The Santa Cruz beach boardwalk was quiet at 10 am on a weekday morning in late October. The arcade was empty and only a few surfers could be seen out on the waves that pound the northern California coast that time of year. The amusement park next door to the Coconut Grove was still silent, and at first I assumed that my GPS had yet again taken me to the wrong place, but I entered the arcade anyway. At least I could get a good view of some beach volleyball players from there.

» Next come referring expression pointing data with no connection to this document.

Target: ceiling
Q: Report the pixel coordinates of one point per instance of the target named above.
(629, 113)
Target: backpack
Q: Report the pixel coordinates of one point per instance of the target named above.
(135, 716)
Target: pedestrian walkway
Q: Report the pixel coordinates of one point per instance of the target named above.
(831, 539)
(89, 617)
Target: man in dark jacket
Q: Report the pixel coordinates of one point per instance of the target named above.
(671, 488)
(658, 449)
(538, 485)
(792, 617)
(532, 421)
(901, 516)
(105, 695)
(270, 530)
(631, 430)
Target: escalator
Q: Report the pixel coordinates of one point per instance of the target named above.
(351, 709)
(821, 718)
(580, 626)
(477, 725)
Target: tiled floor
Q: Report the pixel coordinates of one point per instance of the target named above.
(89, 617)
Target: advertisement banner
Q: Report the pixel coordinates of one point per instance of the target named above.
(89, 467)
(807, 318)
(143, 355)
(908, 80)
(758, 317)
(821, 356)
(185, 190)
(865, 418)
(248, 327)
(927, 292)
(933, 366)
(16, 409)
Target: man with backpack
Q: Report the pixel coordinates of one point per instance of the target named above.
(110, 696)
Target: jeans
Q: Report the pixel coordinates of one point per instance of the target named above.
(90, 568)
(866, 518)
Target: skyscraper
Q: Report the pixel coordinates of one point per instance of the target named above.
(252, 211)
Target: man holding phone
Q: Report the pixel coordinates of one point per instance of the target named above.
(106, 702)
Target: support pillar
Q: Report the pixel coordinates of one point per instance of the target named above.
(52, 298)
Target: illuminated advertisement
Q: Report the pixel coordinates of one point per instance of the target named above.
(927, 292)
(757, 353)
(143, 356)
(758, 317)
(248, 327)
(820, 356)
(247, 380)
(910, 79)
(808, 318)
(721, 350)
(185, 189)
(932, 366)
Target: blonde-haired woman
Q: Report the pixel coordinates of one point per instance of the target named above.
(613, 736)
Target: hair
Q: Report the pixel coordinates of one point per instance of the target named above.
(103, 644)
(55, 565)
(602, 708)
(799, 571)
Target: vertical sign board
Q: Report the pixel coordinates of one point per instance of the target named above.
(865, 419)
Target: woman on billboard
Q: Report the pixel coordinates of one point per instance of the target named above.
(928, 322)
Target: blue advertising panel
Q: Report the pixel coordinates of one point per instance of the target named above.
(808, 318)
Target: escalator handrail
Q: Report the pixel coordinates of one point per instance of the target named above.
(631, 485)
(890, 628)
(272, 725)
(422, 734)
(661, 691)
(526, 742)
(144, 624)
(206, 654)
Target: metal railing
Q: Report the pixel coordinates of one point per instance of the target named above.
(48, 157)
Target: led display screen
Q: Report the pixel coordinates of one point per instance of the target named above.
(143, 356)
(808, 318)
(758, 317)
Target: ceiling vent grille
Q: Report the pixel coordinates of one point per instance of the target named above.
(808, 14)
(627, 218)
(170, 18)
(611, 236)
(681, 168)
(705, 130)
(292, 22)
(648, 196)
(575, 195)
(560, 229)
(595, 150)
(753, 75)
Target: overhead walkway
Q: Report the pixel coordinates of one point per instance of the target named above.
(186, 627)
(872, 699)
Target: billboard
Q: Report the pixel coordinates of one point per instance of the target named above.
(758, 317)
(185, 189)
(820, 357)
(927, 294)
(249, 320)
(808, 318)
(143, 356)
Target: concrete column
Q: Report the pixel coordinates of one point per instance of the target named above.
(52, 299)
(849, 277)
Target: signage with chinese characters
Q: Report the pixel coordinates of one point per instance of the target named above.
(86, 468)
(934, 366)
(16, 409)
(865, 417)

It turns out that my GPS got it right – the venue for “Branding the Monterey Bay Region to the Global Marketplace – Annual luncheon with Congressman Farr” was indeed located  next to a Ferris wheel.  The event, hosted by the Monterey Bay International Trade Association (MBITA) was designed to highlight the benefits of commerce in the region, especially international export commerce. Congressman Sam Farr, who was running for re-election, was there to keynote and most of his speech was quite predictable (this is a great place, we have farms, we have wine, we have tourism etc., etc…) BUT finally someone asked the question that was on everyone’s mind – “what will happen on January 1? Will we fall off the cliff?” Congressman Farr didn’t think so. He concluded that (regardless of who wins the presidential election) we would likely have last minute extensions. This is hardly news, but it is nevertheless annoying that nobody expects that our government can solve this most basic of issues.

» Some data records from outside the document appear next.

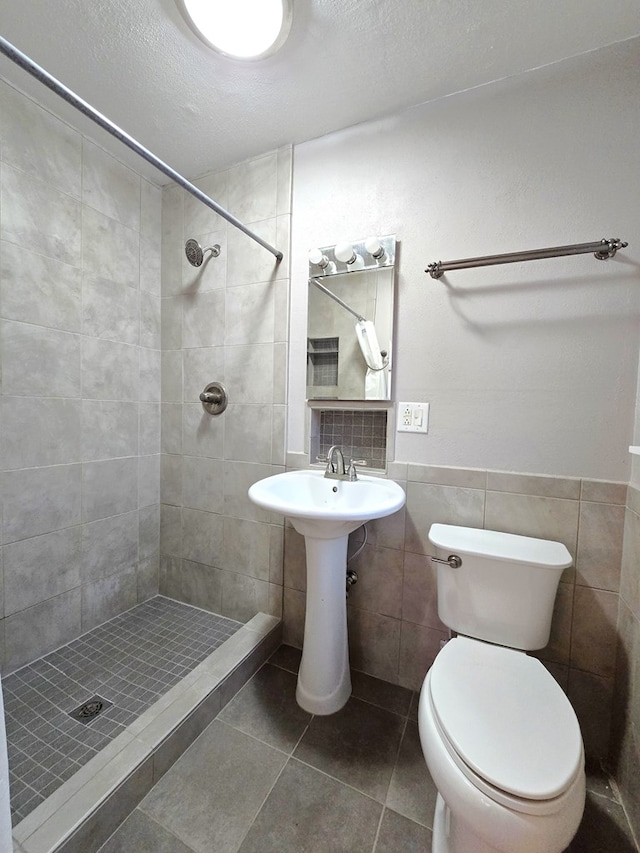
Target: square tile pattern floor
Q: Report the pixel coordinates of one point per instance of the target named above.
(267, 777)
(129, 661)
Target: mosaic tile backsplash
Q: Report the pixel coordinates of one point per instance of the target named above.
(360, 434)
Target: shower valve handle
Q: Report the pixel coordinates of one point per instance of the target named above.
(214, 398)
(210, 397)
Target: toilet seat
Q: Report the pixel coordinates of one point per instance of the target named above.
(506, 724)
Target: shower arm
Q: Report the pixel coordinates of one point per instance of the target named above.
(27, 64)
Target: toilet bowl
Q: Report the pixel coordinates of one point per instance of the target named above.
(504, 749)
(499, 736)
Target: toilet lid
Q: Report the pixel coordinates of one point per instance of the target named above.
(506, 717)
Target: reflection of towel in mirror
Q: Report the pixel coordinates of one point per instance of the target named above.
(375, 383)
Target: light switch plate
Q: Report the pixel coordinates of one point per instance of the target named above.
(413, 417)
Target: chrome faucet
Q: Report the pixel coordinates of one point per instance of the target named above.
(336, 470)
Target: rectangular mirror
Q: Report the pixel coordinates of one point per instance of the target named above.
(350, 320)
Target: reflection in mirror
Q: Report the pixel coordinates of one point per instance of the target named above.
(350, 320)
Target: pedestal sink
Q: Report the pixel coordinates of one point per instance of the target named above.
(325, 511)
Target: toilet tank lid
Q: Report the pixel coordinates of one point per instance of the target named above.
(500, 546)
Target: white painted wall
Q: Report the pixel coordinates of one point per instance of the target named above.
(528, 367)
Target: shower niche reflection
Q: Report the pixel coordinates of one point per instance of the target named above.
(350, 320)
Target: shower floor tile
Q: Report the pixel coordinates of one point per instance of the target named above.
(129, 661)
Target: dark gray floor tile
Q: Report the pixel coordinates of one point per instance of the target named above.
(140, 834)
(382, 693)
(413, 710)
(604, 828)
(287, 657)
(357, 745)
(307, 812)
(266, 708)
(412, 791)
(120, 661)
(598, 782)
(398, 833)
(215, 789)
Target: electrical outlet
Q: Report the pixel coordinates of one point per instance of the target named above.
(413, 417)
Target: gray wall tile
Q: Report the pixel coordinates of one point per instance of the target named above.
(37, 361)
(109, 186)
(40, 216)
(40, 290)
(109, 370)
(109, 488)
(110, 310)
(109, 429)
(41, 568)
(36, 142)
(39, 431)
(32, 633)
(109, 249)
(107, 597)
(41, 500)
(109, 546)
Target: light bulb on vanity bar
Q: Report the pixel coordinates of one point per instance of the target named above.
(345, 252)
(374, 247)
(318, 259)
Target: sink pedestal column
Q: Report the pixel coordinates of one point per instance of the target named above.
(324, 680)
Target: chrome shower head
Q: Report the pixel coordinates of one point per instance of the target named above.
(195, 253)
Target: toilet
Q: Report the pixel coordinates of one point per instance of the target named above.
(500, 738)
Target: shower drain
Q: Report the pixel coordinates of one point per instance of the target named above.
(89, 710)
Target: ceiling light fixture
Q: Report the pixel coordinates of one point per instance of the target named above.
(241, 29)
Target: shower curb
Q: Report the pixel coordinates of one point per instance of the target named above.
(80, 815)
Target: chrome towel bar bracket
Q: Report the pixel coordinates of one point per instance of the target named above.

But this blog post is not about the fiscal cliff. Everybody has already blogged about that and unless you are living on the beach, you know about the stakes, the tensions, the political posturing and the brinksmanship that is delaying the onset of fiscal responsibility. This post is not even about taxes (my favorite subject) and the fact that almost everyone in politics (including the President – better late than never) has finally figured out that having that highest tax rates in the world is not helpful when you are trying to keep business and jobs in the US (See http://rogerroyse.com/blog/2012/01/25/the-warren-buffett-tax/). This post is about the inaction that is dragging the US and, especially, the California economy down while the fiscal cliff sideshow diverts our attention.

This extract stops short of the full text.